Zehn Jahre später ist die Debatte über Gemeinschaftsanleihen neu entflammt. Es geht um europäische Liquidität im Kampf gegen die Corona-Krise. Am Dienstag tagt der Euro-Gipfel. Erwartet wird ein Kompromiss ohne Gemeinschaftsanleihe (siehe Wissenskasten unten), allerdings beharren Italien, Frankreich und Spanien weiter auf der Einführung einer gemeinsamen Anleihe.

Ist die Zeit reif für Eurobonds? Die Corona-Krise unterscheidet sich von der Eurokrise, erklärt Tremonti dem ...

STANDARD: Sie haben vor zehn Jahren die Einführung von gemeinsamen Anleihen gefordert. Nun könnten sie kommen.

Tremonti: Die Idee des Juncker-Tremonti-Plans war, Schulden, die wir ohnehin machen durften, mit weniger Risiko und Spekulation aufzunehmen. Heute geht es darum, mehr Schulden zu machen.

STANDARD: Braucht es dafür keine Eurobonds?

Tremonti: Die Situation heute ist eine andere als damals. Zwar war es aus meiner Sicht nicht richtig, acht Jahre lang Geld zu drucken und die Zinsen niedrig zu halten. Aber dass die Europäische Zentralbank Anleihen der Euroländer kauft, ist heute die richtige Antwort auf die Corona-Krise. Zuerst hieß es vonseiten der Zentralbank, es gäbe keine Limits. Dann hieß es, man würde eine Billion Euro in Staatsanleihen investieren. Man weiß noch nicht, über welchen Zeitraum. Und nicht, nach welchen Kriterien. Aber die EZB scheint zur Stelle.
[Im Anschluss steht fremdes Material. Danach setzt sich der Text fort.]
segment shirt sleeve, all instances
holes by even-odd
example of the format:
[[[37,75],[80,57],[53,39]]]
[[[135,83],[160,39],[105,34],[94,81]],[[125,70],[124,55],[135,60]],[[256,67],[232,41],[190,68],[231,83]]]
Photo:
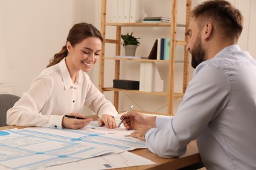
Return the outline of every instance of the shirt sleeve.
[[[98,90],[87,76],[86,80],[88,83],[87,84],[88,88],[85,105],[96,112],[99,118],[104,114],[116,117],[117,115],[117,111],[113,104],[106,99],[104,94]]]
[[[7,124],[62,128],[63,116],[43,115],[40,112],[52,89],[53,83],[48,76],[42,75],[35,79],[28,92],[7,111]]]
[[[157,118],[156,128],[145,135],[148,149],[163,158],[186,152],[186,145],[196,139],[228,101],[228,83],[221,68],[205,66],[189,83],[175,116]]]

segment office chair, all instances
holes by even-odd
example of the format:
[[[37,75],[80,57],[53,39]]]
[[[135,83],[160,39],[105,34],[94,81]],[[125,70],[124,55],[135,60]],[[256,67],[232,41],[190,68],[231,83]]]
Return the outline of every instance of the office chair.
[[[0,94],[0,127],[7,126],[6,117],[7,110],[13,107],[20,97],[12,94]]]

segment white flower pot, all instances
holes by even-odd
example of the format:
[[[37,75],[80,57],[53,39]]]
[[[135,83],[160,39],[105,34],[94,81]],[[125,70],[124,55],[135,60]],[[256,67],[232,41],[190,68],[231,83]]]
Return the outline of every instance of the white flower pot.
[[[137,45],[126,45],[124,47],[126,56],[135,56]]]

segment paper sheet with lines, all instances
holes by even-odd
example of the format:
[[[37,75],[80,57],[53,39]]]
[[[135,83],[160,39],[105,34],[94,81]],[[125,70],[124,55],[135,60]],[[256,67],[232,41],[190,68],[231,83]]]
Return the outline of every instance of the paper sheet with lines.
[[[118,153],[145,143],[131,137],[123,127],[106,129],[92,122],[83,129],[43,128],[0,131],[0,165],[32,169]]]

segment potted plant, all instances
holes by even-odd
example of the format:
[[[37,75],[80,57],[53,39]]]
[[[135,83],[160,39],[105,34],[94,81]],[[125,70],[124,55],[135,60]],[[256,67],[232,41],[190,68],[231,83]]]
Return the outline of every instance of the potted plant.
[[[129,35],[121,35],[121,38],[123,39],[123,42],[121,43],[125,50],[125,56],[135,56],[136,52],[136,48],[139,46],[140,42],[138,39],[140,38],[136,38],[133,35],[133,32]]]

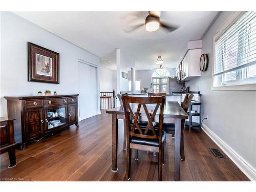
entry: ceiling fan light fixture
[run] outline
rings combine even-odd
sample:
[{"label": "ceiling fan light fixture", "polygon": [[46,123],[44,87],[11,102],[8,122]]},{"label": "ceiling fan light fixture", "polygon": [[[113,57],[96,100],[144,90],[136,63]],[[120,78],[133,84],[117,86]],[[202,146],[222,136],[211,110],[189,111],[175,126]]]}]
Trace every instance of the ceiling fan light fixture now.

Giulio Tremonti war viermal italienischer Finanz- und Wirtschaftsminister.
Foto: imago

STANDARD: Reicht das?

Tremonti: Alternativen werden ja gerade geprüft: Garantien, Mittel des Europäischen Stabilitätsmechanismus (ESM), Corona-Bonds. Man muss sehen, wie diese Lösungen technisch genau aussehen. Für all diese Instrumente gilt: Besser man hat sie zur Verfügung, als man hat sie nicht. Aber letztens geht es beim Volumen um marginale Ziffern im Vergleich zu den Mitteln der EZB.
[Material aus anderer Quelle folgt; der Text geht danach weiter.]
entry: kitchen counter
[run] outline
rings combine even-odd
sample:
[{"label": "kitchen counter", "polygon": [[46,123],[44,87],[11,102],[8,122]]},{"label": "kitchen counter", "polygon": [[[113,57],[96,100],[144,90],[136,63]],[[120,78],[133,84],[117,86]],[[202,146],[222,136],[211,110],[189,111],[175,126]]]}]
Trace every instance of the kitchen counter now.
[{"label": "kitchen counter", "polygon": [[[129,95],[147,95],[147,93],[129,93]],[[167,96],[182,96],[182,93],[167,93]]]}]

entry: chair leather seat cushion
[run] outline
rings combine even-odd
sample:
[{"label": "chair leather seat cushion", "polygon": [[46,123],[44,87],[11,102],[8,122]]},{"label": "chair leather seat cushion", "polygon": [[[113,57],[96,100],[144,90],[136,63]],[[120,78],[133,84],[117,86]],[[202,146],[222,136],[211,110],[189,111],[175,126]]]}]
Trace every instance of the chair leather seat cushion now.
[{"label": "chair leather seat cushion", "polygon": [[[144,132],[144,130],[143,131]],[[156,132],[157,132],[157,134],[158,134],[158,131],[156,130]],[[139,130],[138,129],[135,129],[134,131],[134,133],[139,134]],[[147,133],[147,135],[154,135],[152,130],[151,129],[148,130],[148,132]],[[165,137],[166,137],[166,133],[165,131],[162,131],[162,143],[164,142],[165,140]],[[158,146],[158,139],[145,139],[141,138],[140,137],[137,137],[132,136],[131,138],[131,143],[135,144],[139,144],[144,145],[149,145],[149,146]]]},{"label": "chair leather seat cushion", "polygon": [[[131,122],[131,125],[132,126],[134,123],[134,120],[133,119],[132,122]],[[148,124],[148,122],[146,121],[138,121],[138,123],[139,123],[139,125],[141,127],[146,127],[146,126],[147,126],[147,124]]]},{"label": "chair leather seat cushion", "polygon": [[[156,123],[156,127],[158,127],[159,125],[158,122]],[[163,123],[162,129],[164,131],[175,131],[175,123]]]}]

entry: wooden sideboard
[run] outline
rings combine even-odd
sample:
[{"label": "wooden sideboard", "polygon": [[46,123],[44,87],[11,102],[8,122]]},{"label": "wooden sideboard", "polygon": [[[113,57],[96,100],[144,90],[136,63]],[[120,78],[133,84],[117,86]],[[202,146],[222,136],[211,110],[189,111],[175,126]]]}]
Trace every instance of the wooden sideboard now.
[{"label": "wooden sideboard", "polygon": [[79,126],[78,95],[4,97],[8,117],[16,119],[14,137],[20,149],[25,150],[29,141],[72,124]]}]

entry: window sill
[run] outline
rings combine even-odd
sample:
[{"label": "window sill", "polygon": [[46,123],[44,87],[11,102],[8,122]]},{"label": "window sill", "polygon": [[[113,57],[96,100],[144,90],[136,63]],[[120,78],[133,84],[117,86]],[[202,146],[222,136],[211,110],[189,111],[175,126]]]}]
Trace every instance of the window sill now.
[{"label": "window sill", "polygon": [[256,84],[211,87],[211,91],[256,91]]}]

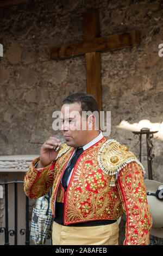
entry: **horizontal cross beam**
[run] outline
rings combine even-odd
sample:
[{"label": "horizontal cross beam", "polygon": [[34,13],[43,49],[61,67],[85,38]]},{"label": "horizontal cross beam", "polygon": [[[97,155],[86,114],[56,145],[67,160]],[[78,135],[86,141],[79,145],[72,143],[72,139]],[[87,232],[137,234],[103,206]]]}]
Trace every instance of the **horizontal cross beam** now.
[{"label": "horizontal cross beam", "polygon": [[60,59],[82,55],[88,52],[105,52],[138,45],[140,42],[139,31],[117,34],[51,48],[51,59]]}]

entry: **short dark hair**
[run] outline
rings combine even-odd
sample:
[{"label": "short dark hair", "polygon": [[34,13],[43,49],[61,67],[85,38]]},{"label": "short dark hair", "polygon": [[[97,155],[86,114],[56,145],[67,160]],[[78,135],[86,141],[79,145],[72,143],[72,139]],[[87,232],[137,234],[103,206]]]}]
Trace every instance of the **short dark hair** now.
[{"label": "short dark hair", "polygon": [[70,94],[62,101],[64,104],[72,104],[77,102],[81,104],[82,111],[98,111],[99,107],[98,103],[92,95],[84,93],[76,93]]}]

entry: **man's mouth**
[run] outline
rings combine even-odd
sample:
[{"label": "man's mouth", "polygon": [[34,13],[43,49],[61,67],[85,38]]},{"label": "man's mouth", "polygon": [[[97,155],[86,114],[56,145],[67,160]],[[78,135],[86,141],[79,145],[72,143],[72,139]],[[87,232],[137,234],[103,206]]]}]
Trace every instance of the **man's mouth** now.
[{"label": "man's mouth", "polygon": [[68,136],[68,135],[64,135],[64,138],[65,139],[68,139],[70,137],[70,136]]}]

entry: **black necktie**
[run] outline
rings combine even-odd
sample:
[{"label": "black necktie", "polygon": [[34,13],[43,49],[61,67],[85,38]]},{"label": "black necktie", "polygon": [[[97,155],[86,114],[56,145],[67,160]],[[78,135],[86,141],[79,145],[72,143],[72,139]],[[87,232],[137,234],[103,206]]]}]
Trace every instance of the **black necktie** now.
[{"label": "black necktie", "polygon": [[65,170],[63,177],[62,177],[62,184],[64,188],[65,188],[65,191],[67,190],[67,180],[68,178],[68,176],[70,174],[71,172],[72,171],[72,169],[74,168],[76,163],[79,157],[79,156],[81,155],[82,152],[83,152],[83,148],[78,148],[73,157],[72,158],[70,161],[70,164],[68,167],[66,168]]}]

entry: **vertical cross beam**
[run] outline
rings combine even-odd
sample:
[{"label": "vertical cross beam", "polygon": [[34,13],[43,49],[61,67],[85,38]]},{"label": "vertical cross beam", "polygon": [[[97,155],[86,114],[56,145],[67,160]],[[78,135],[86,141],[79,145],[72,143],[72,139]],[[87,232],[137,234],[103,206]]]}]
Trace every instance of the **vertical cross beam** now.
[{"label": "vertical cross beam", "polygon": [[[84,36],[85,41],[100,35],[99,15],[96,11],[84,15]],[[86,63],[86,92],[93,95],[102,111],[102,84],[100,53],[92,52],[85,54]]]}]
STANDARD: Warum fordert die italienische Regierung dann Corona-Bonds?

Tremonti: Zuerst war die Regierung für eine Anpassung des ESM, jetzt wollen sie Corona-Bonds. Gut möglich, dass sie in irgendeiner Form kommen. Aber wir müssen realistisch bleiben, die Summen sind nicht entscheidend. Außerdem sind Mittel aus dem europäischen Haushalt zweckgebunden. Dass Brüssel Ländern Geld für bestimmte Zwecke leiht, ist nichts Neues. 2009 habe ich beispielsweise europäische – also auch italienische – Gelder mit dem Okay aus Brüssel für Kurzarbeit verwendet. Die Euroländer werden sich auf einen Kompromiss einigen, der in diese Richtung geht – vermutlich bereits bestehende Instrumente in Einklang mit dem europäischen Regelwerk.

Bild nicht mehr verfügbar.

Giulio Tremonti forderte in der Staatsschuldenkrise bereits Eurobonds. Allerdings nicht zum Schuldenmachen.
Foto: Reuters

STANDARD: Die Europäische Kommission will 100 Milliarden Euro für Kurzarbeit bereitstellen?

Tremonti: 100 geteilt durch 27 ist nicht viel. Dass Europa Geld zur Verfügung stellt, ist richtig. Es entspricht den europäischen Grundsätzen. Aber noch einmal: 100 Milliarden sind nicht viel, es ist ein Zeichen guten Willens.

STANDARD: Wenn Länder wie Italien neue Schulden aufnehmen, sinkt die Wettbewerbsfähigkeit dieser Länder. Die Schulden müssen wieder abgebaut werden.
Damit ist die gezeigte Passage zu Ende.